Nel nome del Padre, e del Figlio, e dello Spirito Santo. La grazia e la pace di Dio nostro Padre e del Signore Gesù Cristo siano con tutti voi.
Signore, che ci inviti alla mensa della tua Parola, abbi pietà di noi. Cristo, che moltiplichi per noi il pane della speranza, abbi pietà di noi. Signore, che non ci separi mai dal tuo amore, abbi pietà di noi.
«Portateli qui a me».
È l'invito semplice e potente che Gesù rivolge ai suoi discepoli nel Vangelo di oggi. Di fronte a una folla sterminata e affamata in un luogo deserto, gli apostoli vedono solo la scarsezza: cinque pani e due pesci. Che cos'è questo di fronte a un bisogno così grande?
Ma Gesù prende quel poco, alza gli occhi al cielo, benedice, spezza… e quel gesto trasforma la scarsità in una sovrabbondanza che sazia tutti, lasciando persino dodici ceste piene.
È la logica meravigliosa dell'amore di Dio. Come ci ha detto il profeta Isaia nella prima lettura: «Voi tutti che avete sete, venite all'acqua… senza denaro e senza spesa». Dio non misura con i metri umani. Egli non ci chiede ricchezze o miracoli impossibili: chiede soltanto che gli affidiamo ciò che siamo e ciò che abbiamo, anche la cosa più piccola, perché nelle sue mani diventi una fonte inesauribile di grazia.
A sette settimane da quando il nostro caro Benjamin Vo è entrato nella pace del Cielo, queste letture parlano al nostro cuore con immensa tenerezza.
A volte gli uomini calcolano il valore di una vita contando gli anni. Ma il Signore guarda all'amore che in quegli anni è stato donato. E la vita di Ben, nei suoi quindici anni, è stata una benedizione che ha saziato il cuore di chiunque lo abbia conosciuto.
Pensiamo alla dolcezza semplice di Benjamin… A come gli bastava un momento condiviso in famiglia per irradiare felicità. Uno scherzo affettuoso, una risata spontanea, il piacere di gustare insieme un gelato o un dolce durante una giornata di festa… Il suo era un sorriso aperto, capace di portare una leggerezza e un calore unici. In quei piccoli momenti quotidiani c'era già il sapore del Cielo.
Benjamin ha portato i suoi «cinque pani e due pesci» — la sua bontà, la sua intelligenza gentile, la sua gioia pura — e Gesù li ha presi, li ha benedetti, e continua a nutrirci con il loro ricordo intatto.
Come ci assicura san Paolo: «Chi ci separerà dall'amore di Cristo? Né morte né vita… potrà mai separarci dall'amore di Dio».
Caro Alan, cara Thao, e tu, caro Ryan… il vuoto che sentite è profondo, ma il legame che vi unisce a Ben è eterno. Niente può spezzare questo amore. Egli vi accompagna e vi custodisce insieme alla Vergine Maria, tenendovi per mano in ogni passo.

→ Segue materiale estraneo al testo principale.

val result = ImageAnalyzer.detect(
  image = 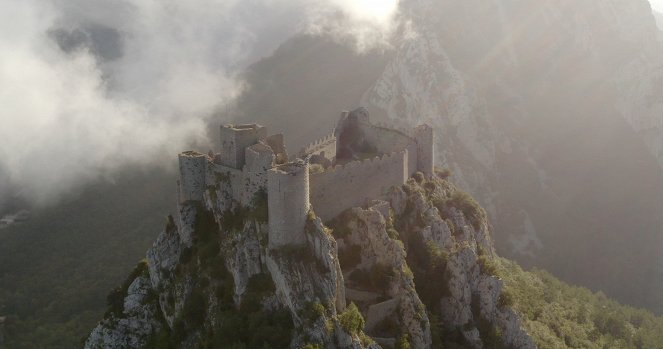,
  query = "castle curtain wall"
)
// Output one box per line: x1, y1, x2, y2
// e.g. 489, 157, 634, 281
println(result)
310, 151, 416, 221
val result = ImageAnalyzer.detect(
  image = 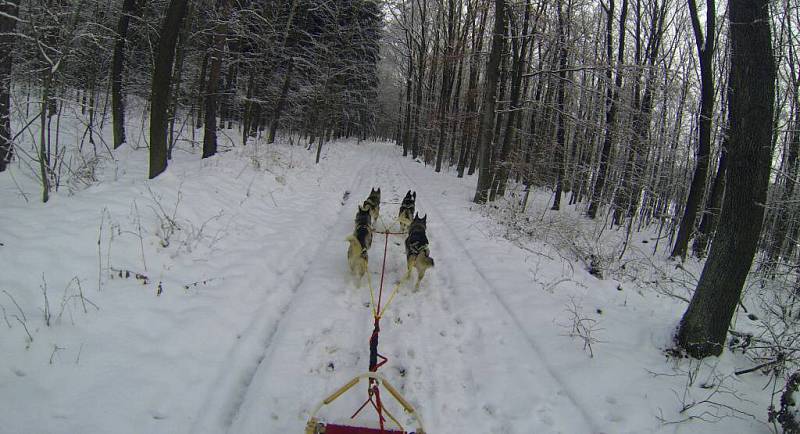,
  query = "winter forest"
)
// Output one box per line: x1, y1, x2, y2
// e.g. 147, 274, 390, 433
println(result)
0, 0, 800, 434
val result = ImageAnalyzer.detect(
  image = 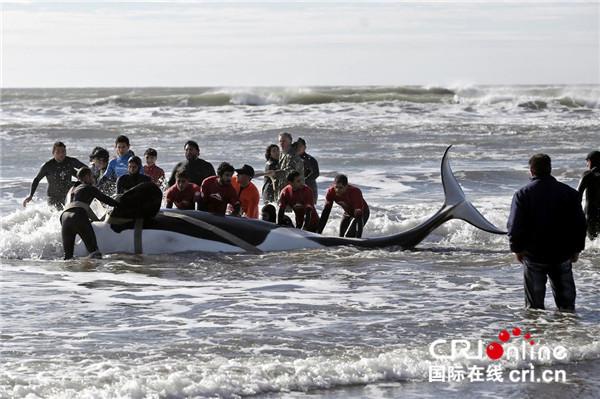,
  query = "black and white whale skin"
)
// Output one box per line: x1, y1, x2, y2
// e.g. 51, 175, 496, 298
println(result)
76, 146, 506, 256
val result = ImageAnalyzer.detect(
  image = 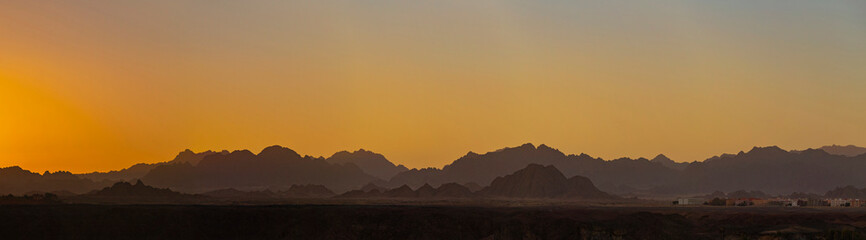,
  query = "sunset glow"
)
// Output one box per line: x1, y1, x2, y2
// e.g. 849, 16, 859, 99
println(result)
0, 0, 866, 173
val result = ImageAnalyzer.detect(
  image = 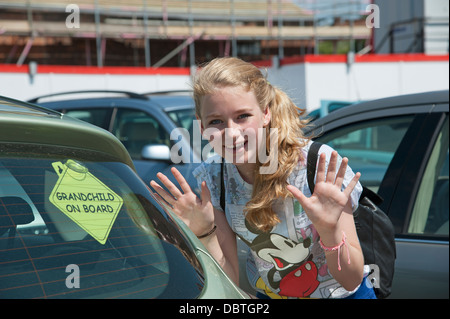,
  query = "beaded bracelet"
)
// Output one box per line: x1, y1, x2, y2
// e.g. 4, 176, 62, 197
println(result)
197, 225, 217, 239
319, 232, 350, 271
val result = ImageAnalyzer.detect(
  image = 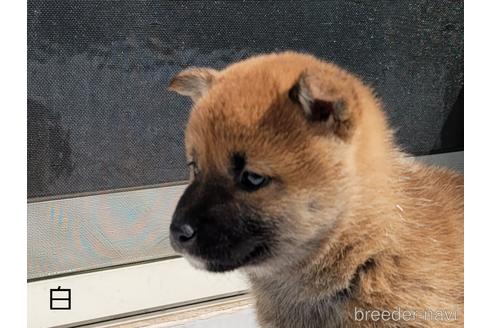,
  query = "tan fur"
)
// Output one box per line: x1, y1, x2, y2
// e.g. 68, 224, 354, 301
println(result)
171, 52, 463, 328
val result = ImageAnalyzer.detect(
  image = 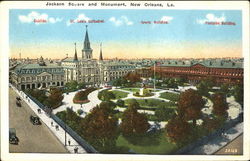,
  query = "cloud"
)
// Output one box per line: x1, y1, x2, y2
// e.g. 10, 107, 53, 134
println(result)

Accogliamo con affetto tutta la famiglia, chi si unisce a noi da lontano, ogni bambino che soffre e ciascuna famiglia che porta una croce pesante. Dio vi vede, vi stringe a sé e non vi lascia soli. La Sua mano continua a nutrirci di speranza. Amen.
For the intentions entrusted to Ben on our prayer wall:
Obbedienti alla parola del Salvatore e formati al suo divino insegnamento, osiamo dire:
Padre nostro, che sei nei cieli, sia santificato il tuo nome, venga il tuo regno, sia fatta la tua volontà, come in cielo così in terra. Dacci oggi il nostro pane quotidiano, e rimetti a noi i nostri debiti come anche noi li rimettiamo ai nostri debitori, e non abbandonarci alla tentazione, ma liberaci dal male. Amen.
Il Signore ci benedica, ci preservi da ogni male e ci conduca alla vita eterna. Nel nome del Padre, e del Figlio, e dello Spirito Santo. Amen.
✝ Dio onnipotente vi benedica: il Padre e il Figlio e lo Spirito Santo. Amen.